In this post, we are going to focus on the improper limitation of a pathname to a restricted directory (CWE-22). It has many variants and according to CWE Top 25 of the most dangerous software weaknesses will remain very widespread and dangerous in 2022. We’ll explore three different types of directory traversal and correspond vulnerabilities with vulnerable code samples, fixes, and possible implications.

Arbitrary file read

Web servers quite often implement functionality to serve static assets like HTML, CSS, and JS files. Usually the assets are stored in dedicated folders (e.g. /static, /www or /assets) in the file system. An arbitrary file read vulnerability occurs when the web application doesn't properly sanitize the path to the static file, allowing the user to use “../” path segments to get outside of the intended folder and eventually read arbitrary files on the disk.

We are going to jump straight into the example of this vulnerability that we recently discovered in the Crow web framework. Crow is a C++ microframework for running web services.

For this example, we’ll create a simple “hello world” application that will consist out of one main.cpp file:

1#define CROW_MAIN
2#include <crow_all.h>
3
4int main()
5{
6    crow::SimpleApp app;
7
8    CROW_ROUTE(app, "/")
9    ([]() {
10        return "Hello world!";
11    });
12
13    app.port(8000).run();
14    return 0;
15}

To compile the example, we use Ubuntu: g++ -pthread -o server main.cpp. From this point it is possible to run the server calling ./server in the terminal.

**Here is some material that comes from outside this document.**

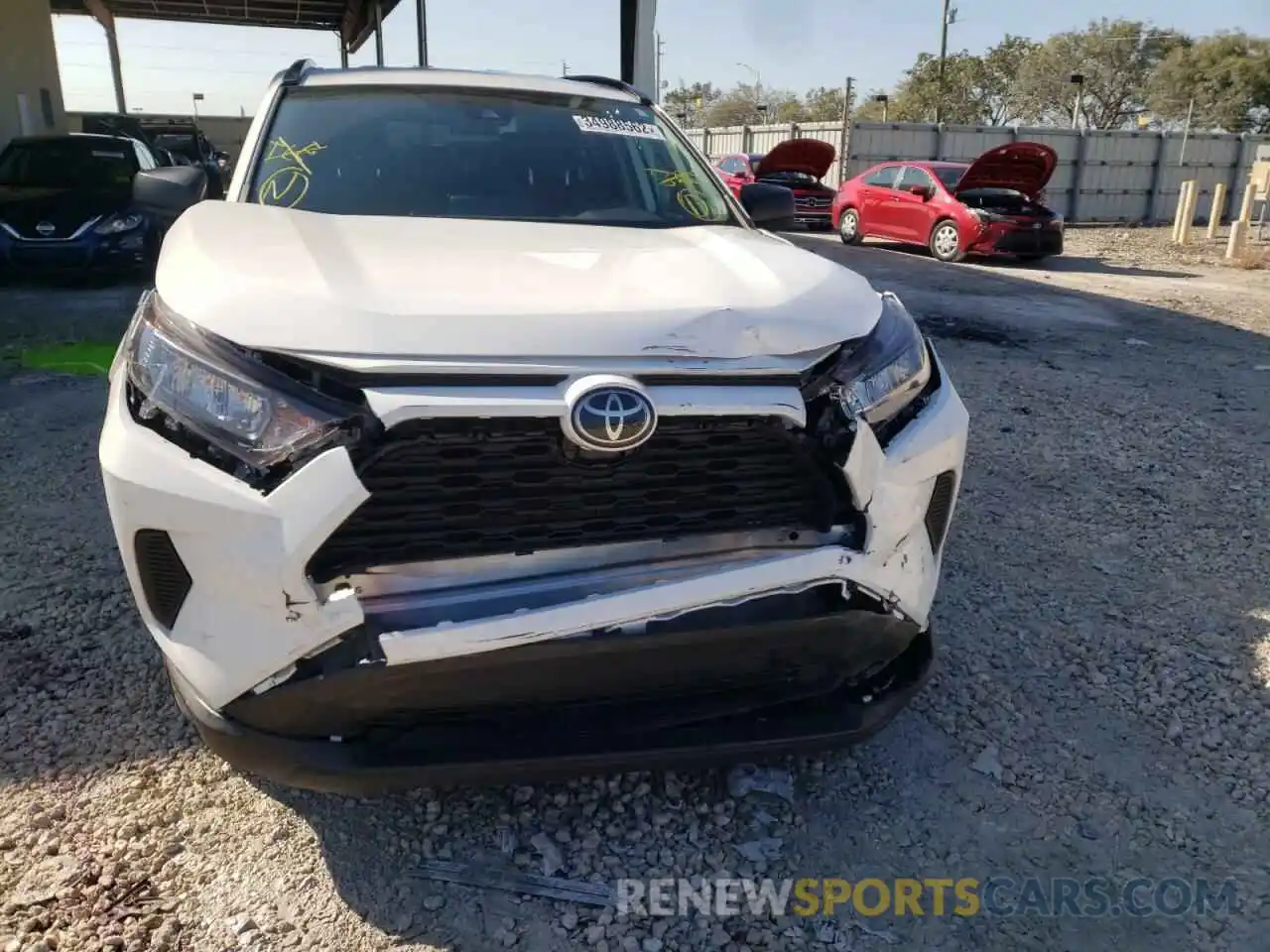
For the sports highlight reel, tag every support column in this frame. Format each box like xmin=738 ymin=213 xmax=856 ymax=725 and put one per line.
xmin=416 ymin=0 xmax=428 ymax=66
xmin=621 ymin=0 xmax=657 ymax=98
xmin=375 ymin=0 xmax=384 ymax=66
xmin=83 ymin=0 xmax=128 ymax=113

According to the documentation, by default, Crow serves static files from the /static folder at the same location as the server executable file. We can try this out by creating the /static folder and text file within: mkdir static && echo “test” > static/test.txt

Now from another terminal window, we can execute curl to check if it works:

curl http://localhost:8000/ gives us Hello world! as the response.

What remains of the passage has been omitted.